Nathaniel Bryceson (5 June 1826 – 23 March 1911) was a Victorian clerk remembered for his diary which gives a rare, detailed insight into the daily life of the mid nineteenth century.
==Early life==
Nathaniel was born in the workhouse on 5 June 1826. He was christened Nathaniel White on 4 July 1826. His father was also Nathaniel White, a pauper. Whilst little more is known of his early life, it is known he worked as an errand boy and for an undertaker, which may explain his fascination with death and almost weekly visits to cemeteries and graveyards. He wrote his diary when aged 19, while working as a clerk in a Lea's coal wharf, close to Buckingham Palace Road today. He later became a clerk, an accountant and a book store owner.
==Surviving diary==
Although he makes references to other diaries, the only one to survive covers the majority of 1846, from 1 January to 12 December. A single entry from his 1848 journal survives as it was referenced in 'Notes and Queries: For Readers and Writers, Collectors and Librarians' in 1914.

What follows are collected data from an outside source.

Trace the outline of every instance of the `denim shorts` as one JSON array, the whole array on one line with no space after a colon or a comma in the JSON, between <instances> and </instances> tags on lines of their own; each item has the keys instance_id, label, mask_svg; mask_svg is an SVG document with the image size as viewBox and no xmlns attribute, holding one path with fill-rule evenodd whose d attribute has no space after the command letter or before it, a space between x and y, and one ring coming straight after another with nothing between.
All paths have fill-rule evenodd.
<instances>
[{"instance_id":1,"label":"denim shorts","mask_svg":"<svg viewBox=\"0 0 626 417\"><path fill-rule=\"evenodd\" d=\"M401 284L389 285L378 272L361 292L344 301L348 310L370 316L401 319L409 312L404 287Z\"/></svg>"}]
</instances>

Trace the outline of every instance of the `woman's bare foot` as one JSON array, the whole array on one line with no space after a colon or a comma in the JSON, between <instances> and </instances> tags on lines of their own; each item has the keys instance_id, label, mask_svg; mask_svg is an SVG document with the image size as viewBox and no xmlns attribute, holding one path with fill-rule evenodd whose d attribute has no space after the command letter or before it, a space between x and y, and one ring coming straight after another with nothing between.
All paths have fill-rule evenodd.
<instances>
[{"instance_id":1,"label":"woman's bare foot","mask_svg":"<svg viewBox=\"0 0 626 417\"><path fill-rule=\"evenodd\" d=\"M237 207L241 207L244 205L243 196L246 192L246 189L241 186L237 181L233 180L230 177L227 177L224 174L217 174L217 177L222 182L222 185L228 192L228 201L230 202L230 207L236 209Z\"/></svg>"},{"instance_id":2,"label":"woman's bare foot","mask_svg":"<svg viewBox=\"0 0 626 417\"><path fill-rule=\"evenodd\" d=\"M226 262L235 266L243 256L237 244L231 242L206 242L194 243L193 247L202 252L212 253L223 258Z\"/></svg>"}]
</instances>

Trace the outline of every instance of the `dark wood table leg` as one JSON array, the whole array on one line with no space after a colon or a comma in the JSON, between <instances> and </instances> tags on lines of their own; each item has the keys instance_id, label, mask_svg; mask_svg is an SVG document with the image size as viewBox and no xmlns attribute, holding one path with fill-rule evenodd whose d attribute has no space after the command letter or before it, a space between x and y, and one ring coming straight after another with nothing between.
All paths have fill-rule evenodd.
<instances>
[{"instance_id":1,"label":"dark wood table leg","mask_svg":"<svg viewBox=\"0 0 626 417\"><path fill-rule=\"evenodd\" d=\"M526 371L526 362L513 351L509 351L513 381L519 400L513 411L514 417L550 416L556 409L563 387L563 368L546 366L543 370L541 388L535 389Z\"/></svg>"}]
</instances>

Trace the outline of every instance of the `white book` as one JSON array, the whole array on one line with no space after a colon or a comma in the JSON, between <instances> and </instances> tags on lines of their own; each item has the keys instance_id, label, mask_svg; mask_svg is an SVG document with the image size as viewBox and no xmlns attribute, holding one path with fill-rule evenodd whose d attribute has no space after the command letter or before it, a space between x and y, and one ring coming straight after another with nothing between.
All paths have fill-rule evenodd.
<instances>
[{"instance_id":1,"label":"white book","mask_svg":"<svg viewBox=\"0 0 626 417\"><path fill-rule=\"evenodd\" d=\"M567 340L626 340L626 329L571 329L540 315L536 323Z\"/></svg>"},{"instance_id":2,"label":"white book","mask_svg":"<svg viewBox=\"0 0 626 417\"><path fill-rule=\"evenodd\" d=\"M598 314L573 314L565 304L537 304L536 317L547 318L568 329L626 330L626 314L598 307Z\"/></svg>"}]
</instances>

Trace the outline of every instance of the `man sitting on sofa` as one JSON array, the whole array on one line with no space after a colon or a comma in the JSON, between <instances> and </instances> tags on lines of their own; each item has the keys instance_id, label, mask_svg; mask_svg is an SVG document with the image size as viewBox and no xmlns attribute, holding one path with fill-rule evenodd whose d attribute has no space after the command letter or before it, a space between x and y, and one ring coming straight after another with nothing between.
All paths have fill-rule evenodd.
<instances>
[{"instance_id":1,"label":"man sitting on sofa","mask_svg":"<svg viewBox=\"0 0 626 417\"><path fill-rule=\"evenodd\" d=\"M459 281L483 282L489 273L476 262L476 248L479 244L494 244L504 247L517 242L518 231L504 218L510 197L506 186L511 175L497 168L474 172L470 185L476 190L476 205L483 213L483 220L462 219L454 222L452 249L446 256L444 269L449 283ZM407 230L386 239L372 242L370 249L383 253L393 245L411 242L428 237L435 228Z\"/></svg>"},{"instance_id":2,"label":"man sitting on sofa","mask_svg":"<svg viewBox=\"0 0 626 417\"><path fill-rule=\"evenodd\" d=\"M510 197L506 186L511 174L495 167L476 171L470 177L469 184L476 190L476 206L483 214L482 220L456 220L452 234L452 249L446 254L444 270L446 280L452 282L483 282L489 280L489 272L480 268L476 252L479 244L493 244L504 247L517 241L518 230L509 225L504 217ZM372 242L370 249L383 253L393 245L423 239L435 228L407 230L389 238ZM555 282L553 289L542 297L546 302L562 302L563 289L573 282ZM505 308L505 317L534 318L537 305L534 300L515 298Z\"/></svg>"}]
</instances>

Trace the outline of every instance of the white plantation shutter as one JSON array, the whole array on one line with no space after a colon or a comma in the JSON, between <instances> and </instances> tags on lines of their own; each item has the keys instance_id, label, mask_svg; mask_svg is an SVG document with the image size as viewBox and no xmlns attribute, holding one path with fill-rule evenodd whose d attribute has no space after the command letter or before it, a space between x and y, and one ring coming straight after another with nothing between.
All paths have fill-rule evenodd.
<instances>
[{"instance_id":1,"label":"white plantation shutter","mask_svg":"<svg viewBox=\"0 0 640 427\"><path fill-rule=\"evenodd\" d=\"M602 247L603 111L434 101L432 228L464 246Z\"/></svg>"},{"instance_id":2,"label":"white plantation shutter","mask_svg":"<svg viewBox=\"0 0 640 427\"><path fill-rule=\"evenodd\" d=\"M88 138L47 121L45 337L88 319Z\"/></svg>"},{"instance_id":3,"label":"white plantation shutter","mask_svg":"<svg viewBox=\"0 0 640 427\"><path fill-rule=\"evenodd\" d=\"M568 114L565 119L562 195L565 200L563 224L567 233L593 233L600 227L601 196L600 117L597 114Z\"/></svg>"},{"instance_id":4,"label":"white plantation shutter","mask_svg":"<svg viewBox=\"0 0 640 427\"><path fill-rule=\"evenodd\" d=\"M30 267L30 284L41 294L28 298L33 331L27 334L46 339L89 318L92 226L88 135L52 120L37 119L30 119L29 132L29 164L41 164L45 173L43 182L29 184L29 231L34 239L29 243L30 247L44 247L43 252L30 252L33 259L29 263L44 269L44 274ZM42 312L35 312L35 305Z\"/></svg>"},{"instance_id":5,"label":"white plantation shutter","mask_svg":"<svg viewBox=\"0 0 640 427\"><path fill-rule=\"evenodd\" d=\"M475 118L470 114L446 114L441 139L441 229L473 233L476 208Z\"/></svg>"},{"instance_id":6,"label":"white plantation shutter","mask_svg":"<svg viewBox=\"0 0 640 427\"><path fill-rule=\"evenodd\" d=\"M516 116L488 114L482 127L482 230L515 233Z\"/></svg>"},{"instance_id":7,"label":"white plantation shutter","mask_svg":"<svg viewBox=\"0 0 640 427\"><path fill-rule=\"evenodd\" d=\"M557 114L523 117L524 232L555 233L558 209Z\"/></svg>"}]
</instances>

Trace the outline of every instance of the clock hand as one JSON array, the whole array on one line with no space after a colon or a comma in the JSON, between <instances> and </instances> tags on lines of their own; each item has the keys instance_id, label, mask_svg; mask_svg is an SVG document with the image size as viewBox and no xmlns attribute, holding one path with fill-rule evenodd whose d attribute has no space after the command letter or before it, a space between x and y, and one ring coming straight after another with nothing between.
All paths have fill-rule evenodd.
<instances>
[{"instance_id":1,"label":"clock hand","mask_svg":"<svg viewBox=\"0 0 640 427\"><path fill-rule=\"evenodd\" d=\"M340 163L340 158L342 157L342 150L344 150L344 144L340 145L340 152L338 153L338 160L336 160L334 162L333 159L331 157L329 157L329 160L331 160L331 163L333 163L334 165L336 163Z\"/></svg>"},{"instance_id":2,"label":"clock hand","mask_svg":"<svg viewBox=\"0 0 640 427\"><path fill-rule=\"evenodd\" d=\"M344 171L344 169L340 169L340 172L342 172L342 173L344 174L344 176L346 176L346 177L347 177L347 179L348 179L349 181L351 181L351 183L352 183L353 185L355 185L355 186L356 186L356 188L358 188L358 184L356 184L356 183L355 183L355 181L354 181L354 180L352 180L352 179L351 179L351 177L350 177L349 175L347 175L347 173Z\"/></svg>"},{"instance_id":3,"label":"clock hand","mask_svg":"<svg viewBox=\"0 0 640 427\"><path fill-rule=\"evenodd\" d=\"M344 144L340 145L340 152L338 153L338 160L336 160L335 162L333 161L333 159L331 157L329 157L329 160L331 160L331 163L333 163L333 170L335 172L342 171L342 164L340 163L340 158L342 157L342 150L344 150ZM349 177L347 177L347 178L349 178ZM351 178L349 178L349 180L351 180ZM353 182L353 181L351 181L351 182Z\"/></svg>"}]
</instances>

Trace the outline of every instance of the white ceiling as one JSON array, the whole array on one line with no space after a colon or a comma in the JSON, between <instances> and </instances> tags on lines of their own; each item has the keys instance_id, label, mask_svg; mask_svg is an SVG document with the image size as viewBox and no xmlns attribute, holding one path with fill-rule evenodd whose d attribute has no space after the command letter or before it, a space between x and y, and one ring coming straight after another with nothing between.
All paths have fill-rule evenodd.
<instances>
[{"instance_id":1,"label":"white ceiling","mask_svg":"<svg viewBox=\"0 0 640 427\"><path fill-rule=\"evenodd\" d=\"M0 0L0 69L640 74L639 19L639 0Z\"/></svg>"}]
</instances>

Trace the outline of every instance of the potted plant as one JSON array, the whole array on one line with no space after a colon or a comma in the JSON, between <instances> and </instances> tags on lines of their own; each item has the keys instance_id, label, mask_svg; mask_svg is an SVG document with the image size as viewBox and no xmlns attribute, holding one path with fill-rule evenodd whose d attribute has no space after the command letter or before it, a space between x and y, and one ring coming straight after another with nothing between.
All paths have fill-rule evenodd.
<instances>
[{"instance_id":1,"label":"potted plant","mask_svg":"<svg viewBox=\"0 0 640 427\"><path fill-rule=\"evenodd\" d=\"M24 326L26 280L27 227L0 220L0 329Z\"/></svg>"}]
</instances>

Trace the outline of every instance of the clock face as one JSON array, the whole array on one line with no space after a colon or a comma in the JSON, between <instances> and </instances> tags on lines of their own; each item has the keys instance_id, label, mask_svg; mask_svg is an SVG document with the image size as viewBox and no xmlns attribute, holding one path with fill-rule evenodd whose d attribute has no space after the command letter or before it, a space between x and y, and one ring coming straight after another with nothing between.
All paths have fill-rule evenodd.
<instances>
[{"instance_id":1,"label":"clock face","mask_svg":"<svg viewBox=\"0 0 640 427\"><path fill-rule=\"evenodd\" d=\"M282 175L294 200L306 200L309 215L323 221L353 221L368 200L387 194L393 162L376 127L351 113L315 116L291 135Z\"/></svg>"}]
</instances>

The diary is also interesting in the relationships that he holds with the women. His ailing mother Mary, his obsession with Mary Sanigear, (a John Bunyan descendant, referred to as Mrs Skirricker in the diary), his girlfriend Ann Fox, a charwoman, who was twenty six years his senior, and his beloved grandmother, "Granny" Sheppard. The diary is also notable for the colourful and graphic attempts he makes at intimacy with Fox, written in shorthand to hide the explicit content.
==Marriage==

Bryceson married Sarah Clark in 1854, by whom he had at least seven children, four of whom survived to adulthood.
==Death==

His wife Sarah died in 1890. Nathaniel Bryceson himself died in Stepney, at his daughter's house at 102 Dempsey St, on 23 March 1911 at the age of 84 and was buried in Islington Cemetery, Finchley with his wife Sarah and son Nathaniel who died in February 1911. St Pancras and Islington Cemetery.
==Legacy==
His only surviving, handwritten diary was bought for the sum of £115 in 1974 by Westminster council from a collector by the name of Miss Myers and, whilst some of it had fallen victim to water damage, the majority of it was eventually released online in 2010 by a group of archivist volunteers. It was later serialised as a daily blog.